Cuando solo me queden jirones de pena

22 Febrero, 2022

Por DIANA LÓPEZ ZULETA

Guardo trozos de videos de mi papá. En un extraño impulso de complacencia, de cuando en cuando los reproduzco, pero placer y dolor se trenzan en mí de manera indescriptible. Los he escuchado tantas veces que casi puedo articular con él sus palabras. Hace poco, una amiga me confesó que ya no recuerda la voz de su madre, desaparecida en Armero cuando era una niña, y en las fotos tampoco la reconoce, le es extraña.

Pienso a menudo en eso y me causa estupor sospechar que, con el tiempo, pueda pasarme lo mismo, que solo me queden jirones de pena. Me da miedo que algún día solo lo recuerde muerto: evocando imágenes del velorio, las voces de lamento, el estruendo del llanto.

¿Qué me queda de él? Un trozo de papel de regalo en el que escribió con su letra mi nombre y el suyo, una camiseta de su campaña política, fotografías análogas de mis cumpleaños con él, una muñeca en patineta, otra firma suya, una foto que él me regaló… Ya no recuerdo su estatura: en mi vaga referencia de cuando era una niña, él era inmenso. Recuerdo poco sus conversaciones, pero conservo intacta la última. He olvidado su forma de caminar, aunque a veces siento sus pasos.

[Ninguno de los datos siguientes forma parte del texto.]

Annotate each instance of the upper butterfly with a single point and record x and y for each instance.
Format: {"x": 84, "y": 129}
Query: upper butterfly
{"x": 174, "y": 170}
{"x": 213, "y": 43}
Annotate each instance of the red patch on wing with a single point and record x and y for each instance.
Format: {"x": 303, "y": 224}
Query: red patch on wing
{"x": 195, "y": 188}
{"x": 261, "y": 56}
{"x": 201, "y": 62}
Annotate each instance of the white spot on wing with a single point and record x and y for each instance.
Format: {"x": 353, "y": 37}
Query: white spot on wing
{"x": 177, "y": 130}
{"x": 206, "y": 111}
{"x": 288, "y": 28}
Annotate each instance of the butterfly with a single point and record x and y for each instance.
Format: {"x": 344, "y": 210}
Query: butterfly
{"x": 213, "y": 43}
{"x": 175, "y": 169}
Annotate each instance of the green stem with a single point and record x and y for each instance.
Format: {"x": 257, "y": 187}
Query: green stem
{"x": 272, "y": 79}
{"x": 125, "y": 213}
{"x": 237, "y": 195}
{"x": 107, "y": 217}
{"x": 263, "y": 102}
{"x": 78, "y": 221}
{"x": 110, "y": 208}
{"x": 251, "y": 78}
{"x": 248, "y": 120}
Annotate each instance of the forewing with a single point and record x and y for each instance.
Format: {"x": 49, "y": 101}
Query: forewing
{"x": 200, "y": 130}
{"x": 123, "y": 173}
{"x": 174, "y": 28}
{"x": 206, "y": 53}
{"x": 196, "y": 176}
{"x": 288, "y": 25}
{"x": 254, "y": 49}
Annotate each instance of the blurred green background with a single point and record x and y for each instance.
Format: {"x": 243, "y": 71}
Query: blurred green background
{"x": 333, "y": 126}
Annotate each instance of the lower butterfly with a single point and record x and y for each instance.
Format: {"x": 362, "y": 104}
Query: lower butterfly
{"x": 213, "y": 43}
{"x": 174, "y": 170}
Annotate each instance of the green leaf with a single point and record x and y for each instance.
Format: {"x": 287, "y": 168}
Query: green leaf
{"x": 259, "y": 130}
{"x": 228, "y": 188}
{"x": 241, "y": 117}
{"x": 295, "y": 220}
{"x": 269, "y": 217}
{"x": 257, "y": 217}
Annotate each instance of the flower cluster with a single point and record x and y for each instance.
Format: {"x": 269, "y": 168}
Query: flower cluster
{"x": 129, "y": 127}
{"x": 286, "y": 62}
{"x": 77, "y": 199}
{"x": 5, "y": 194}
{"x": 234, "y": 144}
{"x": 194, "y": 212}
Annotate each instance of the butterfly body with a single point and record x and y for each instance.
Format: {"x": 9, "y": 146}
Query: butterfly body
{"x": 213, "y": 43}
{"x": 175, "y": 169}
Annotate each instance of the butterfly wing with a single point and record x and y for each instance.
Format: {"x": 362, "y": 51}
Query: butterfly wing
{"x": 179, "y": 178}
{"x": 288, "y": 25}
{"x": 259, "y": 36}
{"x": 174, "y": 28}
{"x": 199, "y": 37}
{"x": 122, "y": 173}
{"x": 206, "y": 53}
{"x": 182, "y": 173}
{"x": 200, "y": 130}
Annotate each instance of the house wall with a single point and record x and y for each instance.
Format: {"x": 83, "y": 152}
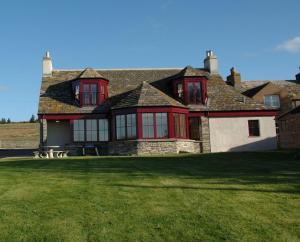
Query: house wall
{"x": 59, "y": 133}
{"x": 149, "y": 147}
{"x": 232, "y": 134}
{"x": 271, "y": 89}
{"x": 289, "y": 130}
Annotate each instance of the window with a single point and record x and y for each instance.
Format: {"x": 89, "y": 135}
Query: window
{"x": 194, "y": 92}
{"x": 91, "y": 130}
{"x": 90, "y": 94}
{"x": 155, "y": 125}
{"x": 148, "y": 125}
{"x": 103, "y": 130}
{"x": 87, "y": 130}
{"x": 131, "y": 125}
{"x": 272, "y": 100}
{"x": 180, "y": 125}
{"x": 120, "y": 126}
{"x": 179, "y": 90}
{"x": 78, "y": 130}
{"x": 126, "y": 126}
{"x": 161, "y": 125}
{"x": 253, "y": 126}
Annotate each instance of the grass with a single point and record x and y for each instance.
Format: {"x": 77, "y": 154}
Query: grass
{"x": 214, "y": 197}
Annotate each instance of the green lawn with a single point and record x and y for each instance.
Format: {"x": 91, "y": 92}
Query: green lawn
{"x": 213, "y": 197}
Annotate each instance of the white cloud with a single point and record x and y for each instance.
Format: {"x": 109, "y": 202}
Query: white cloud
{"x": 291, "y": 45}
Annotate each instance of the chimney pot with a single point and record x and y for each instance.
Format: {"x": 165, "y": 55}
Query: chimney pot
{"x": 47, "y": 65}
{"x": 210, "y": 62}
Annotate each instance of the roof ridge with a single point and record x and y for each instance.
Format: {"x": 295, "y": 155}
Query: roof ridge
{"x": 124, "y": 69}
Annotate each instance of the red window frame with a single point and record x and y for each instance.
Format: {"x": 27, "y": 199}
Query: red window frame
{"x": 185, "y": 92}
{"x": 254, "y": 128}
{"x": 155, "y": 136}
{"x": 126, "y": 131}
{"x": 179, "y": 126}
{"x": 101, "y": 93}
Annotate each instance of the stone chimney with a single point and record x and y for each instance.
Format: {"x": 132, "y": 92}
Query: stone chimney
{"x": 234, "y": 79}
{"x": 298, "y": 77}
{"x": 47, "y": 65}
{"x": 211, "y": 63}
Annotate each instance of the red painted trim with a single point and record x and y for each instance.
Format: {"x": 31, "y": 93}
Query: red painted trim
{"x": 72, "y": 116}
{"x": 152, "y": 109}
{"x": 187, "y": 126}
{"x": 242, "y": 114}
{"x": 171, "y": 125}
{"x": 139, "y": 125}
{"x": 101, "y": 84}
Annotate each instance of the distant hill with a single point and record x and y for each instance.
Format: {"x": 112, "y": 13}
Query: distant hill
{"x": 19, "y": 135}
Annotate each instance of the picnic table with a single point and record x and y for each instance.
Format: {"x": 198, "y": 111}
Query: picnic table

Queda la devastación. ¿Seguirá pesando más su asesinato que el tiempo compartido con él? ¿Hay más ausencia que recuerdos? Si no existieran esas fotos, ¿podría imaginar sus facciones? Me he acostumbrado al dolor como a respirar, pero, ¿me acostumbraré —o me dolerá más— si un día me levanto y ya no puedo recordarlo?

Hoy he vuelto a ver los videos. Es como si ese retazo de vida que recuerdo hubiera quedado atrapado en las imágenes fragmentadas. Quería repasar su voz para fantasear que dice —como hace 25 años— que mañana nos vemos. Quiero imaginármelo al otro lado de la línea, y no desangrado, pero no puedo. Quiero acallar ese torrente de sollozos que me hieren la piel.

Revivo, cada año, ese febrero en que murieron mi padre y mi abuela, con solo dos días de diferencia. Imagino que grito, en medio de las exequias, que no todo pasa, que tal vez nunca pase. Lo revivo para decirme a mí misma que nunca fue una buena idea intentar ser fuerte, que era más importante vivir el duelo desmoronándome en la debilidad, sin aparentar que aceptaba los designios de Dios.

Hace poco, mi mamá se quedó observando mis manos.

—Tus uñas son igualitas a las de tu papá —me dijo.

—Creí que era solo la forma de las manos —respondí sonriente.

—Y también duermes igual a él —agregó.

Entonces pensé que solo me queda eso: una encarnación de él.

El otro día lo vi en sueños. Estaba bailando conmigo. Reía. Aún es más que un jirón de pena.